Stephen Schneck, director of the Institute for Policy Research and Catholic Studies at Catholic University, said in addition to those characteristics, he’d like to see the cardinals choose a pope who is a skillful mediator.
“Right now, the church in the world, and in the United States, is a complex church,” he said. “It’s divided north and south, it’s divided east and west, it’s divided in its political wings.”
Given that, Schneck said, “we need a pope to bridge all that, to speak to all those different audiences.”
All of the panelists agreed that whether or not the new pope has direct experience in handling the crisis of clergy sexual abuse, it will be important that he “does justice to the issue,” as Daniels put it.
Melady observed that problems related to the abuse crisis are among those that require “real clear setting of priorities and making sure we assess those weaknesses.”
Diaz noted that the Second Vatican Council “Gaudium et Spes” (Pastoral Constitution on the Church in the Modern World) says laypeople are not only entitled to offer their guidance to the church’s leaders, “indeed sometimes we are obliged to do so.”
Given that, Diaz invited people to weigh in with their brief bits of advice to the cardinals via Twitter, by sending tweets to @profmigueldiaz. To see what others are saying via Twitter go to: #Hopes4aNewPope.
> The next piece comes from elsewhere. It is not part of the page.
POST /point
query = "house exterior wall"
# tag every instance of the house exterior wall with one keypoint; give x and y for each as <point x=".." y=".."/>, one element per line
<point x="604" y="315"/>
Daniels observed that “what people are looking for, of course, is reform and renewal and you need to be able to execute that.”
But, she added, “as Benedict just recently said in the past few days, the church isn’t an organization. We’re a faith. It’s a community of believers, a community of brothers and sisters. What we need is witness, a personal example of friendship and a relationship with Christ.”
The panel debated the virtues of a younger pope with energy and the possibility of a lengthy term as leader of the Catholic Church over the experience that might come in an older man who presumably would hold the seat for less time.
Either way, Diaz said, “I think Pope Benedict has provided a wonderful, a very human example by stepping down.”
As to whether it’s realistic to think someone from the United States, Africa or Latin America might be elected, Daniels said it would be a boon to the new evangelization emphasized by Benedict and his predecessor, Blessed John Paul II, if the new pope was from the “global south,” rather than one of the highly secular cultures of Europe or the United States.
Diaz said that being from the U.S. presents an obstacle because of the way the country is perceived, as a superpower.
“Let’s face it,” said Melady. “We are the superpower … at the moment” and it’s historically been difficult to have a pope who represents whatever the superpower of the time has been.
But, Schneck said, “I think there is a chance. Things have changed. We’re no longer the superpower in the way we were in 1995. There’s leadership in the church being provided by the American cardinals. If things get deadlocked at the top (in voting) I could see the possibility — slim — but I could see the possibility of someone like Cardinal (Sean P.) O’Malley (of Boston) or Cardinal (Timothy M.) Dolan (of New York) rising to the top.”